I first saw the Amiga back in 1985. It was at SIGGRAPH, which had the good fortune to be held in San Francisco that year. They brought it out for public display the day after its public unveiling in New York. As they rolled through the demos, it was quite clear it was a powerful machine. But when they showed Boing, my jaw hit the floor. In that moment, I saw that all the ideas I'd had floating around in my head for the last several years were now possible. The machines were no longer an impediment.
One of the nicest things about the Amiga was that it rewarded experimentation. On a PC, if you decide to try out some unusual trick or technique, you're usually rewarded with Windows doing something completely wrong (if you're lucky) or, more typically, Windows crashing. PCs are non-deterministic. They yield to programmers very rarely, and then only grudgingly.
Not the Amiga. If you saw a certain relationship between system components, and decided to write a program to exploit it, chances were that it would work. Amiga was incredibly well thought out, and there were very few areas that were confusing or cumbersome. By doing what you expected (at least from a programmer's point of view), it rewarded your own clear thinking and encouraged you to do more of it. Amiga was more than happy to do something cool for you.

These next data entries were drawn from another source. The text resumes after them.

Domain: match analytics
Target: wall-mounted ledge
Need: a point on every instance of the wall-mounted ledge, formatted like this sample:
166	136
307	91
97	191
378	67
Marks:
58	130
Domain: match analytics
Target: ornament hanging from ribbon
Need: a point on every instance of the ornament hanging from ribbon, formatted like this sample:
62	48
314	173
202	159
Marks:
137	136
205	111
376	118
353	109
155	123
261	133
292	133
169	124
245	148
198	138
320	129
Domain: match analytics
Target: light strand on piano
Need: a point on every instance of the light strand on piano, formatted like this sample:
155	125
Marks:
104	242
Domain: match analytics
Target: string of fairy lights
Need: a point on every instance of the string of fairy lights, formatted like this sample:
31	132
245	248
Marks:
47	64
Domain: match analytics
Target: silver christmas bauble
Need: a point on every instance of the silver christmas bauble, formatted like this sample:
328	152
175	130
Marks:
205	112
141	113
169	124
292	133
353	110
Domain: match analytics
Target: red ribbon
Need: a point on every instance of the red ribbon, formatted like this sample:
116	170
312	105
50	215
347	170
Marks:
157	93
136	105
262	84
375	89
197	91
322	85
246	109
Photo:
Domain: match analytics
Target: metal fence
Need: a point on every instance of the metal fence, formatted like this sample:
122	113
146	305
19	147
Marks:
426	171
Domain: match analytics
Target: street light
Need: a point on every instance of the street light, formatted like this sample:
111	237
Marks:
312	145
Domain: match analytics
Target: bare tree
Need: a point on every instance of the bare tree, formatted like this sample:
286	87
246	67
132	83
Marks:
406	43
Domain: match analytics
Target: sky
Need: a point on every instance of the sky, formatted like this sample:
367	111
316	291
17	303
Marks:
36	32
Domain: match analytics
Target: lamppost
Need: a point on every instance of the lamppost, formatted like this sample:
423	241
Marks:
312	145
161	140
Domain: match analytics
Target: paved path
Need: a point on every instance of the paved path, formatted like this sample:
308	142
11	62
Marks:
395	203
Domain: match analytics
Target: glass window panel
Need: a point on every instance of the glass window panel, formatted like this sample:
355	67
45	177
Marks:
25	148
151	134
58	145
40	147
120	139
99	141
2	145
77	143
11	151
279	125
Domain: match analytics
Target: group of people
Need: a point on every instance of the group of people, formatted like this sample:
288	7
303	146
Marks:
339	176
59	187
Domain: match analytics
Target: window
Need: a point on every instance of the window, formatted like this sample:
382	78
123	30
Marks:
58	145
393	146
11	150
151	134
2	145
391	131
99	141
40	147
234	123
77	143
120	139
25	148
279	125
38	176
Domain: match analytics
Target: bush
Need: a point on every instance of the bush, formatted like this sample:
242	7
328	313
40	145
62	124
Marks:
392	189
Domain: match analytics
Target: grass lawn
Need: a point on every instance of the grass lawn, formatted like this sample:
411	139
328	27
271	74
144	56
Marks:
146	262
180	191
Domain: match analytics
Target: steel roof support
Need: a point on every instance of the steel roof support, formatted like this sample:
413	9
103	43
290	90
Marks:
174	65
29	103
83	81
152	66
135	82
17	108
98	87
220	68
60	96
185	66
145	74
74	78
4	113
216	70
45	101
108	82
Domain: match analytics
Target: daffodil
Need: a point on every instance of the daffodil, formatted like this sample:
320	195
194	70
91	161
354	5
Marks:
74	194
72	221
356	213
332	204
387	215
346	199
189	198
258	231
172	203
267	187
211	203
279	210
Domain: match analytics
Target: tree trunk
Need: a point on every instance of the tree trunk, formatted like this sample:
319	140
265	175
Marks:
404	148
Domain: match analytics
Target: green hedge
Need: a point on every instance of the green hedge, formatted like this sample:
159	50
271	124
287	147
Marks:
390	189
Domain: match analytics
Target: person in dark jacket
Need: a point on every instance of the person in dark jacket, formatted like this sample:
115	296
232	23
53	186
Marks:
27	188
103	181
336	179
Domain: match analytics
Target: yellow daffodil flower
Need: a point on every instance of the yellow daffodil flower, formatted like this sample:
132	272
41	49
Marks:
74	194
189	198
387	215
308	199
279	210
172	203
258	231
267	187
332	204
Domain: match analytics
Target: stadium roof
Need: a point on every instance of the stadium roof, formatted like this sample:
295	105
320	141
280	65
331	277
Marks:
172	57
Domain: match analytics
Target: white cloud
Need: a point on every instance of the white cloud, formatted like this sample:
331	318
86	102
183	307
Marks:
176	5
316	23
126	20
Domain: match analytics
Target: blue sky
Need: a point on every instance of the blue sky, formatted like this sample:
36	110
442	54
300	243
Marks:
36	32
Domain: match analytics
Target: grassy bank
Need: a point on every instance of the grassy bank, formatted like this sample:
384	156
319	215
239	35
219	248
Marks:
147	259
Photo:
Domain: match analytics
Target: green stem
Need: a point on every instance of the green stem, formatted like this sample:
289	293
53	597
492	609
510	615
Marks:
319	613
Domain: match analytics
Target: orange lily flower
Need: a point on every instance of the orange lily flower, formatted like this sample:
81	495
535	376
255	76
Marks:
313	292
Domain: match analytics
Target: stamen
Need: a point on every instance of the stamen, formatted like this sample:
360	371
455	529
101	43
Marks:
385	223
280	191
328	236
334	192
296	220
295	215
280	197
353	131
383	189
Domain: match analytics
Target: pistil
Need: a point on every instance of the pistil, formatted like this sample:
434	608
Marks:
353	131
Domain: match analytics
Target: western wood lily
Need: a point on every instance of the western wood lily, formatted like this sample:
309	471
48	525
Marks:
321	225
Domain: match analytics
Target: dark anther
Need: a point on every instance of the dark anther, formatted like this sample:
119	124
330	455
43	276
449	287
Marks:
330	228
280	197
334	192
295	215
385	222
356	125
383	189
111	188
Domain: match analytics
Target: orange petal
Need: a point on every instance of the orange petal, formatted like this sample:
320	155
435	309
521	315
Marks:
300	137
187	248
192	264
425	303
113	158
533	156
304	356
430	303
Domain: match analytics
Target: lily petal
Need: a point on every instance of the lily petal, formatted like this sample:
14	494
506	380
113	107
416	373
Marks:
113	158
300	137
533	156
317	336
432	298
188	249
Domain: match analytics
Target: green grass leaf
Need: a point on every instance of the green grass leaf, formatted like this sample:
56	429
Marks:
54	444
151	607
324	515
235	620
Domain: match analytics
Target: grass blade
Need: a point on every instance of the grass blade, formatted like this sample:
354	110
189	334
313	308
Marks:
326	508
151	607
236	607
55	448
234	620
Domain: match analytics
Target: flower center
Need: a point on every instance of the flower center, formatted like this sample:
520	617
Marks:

Many of these hacks are the results of my own explorations of the machine. I wasn't necessarily trying to accomplish anything, I was just goofing off. Much to my surprise and delight, they became rather popular at the time. For those of you still with Amigas, I hope you still find them entertaining.
As of this writing (1996.11.20), this collection isn't quite exhaustive (I have yet to dig through all of my old floppies to find some of this stuff). So consider these pages as "work in progress." This will be as much a journey of discovery for me as I hope it will be for you, as I unearth some of this old stuff and think to myself, "I wrote this?"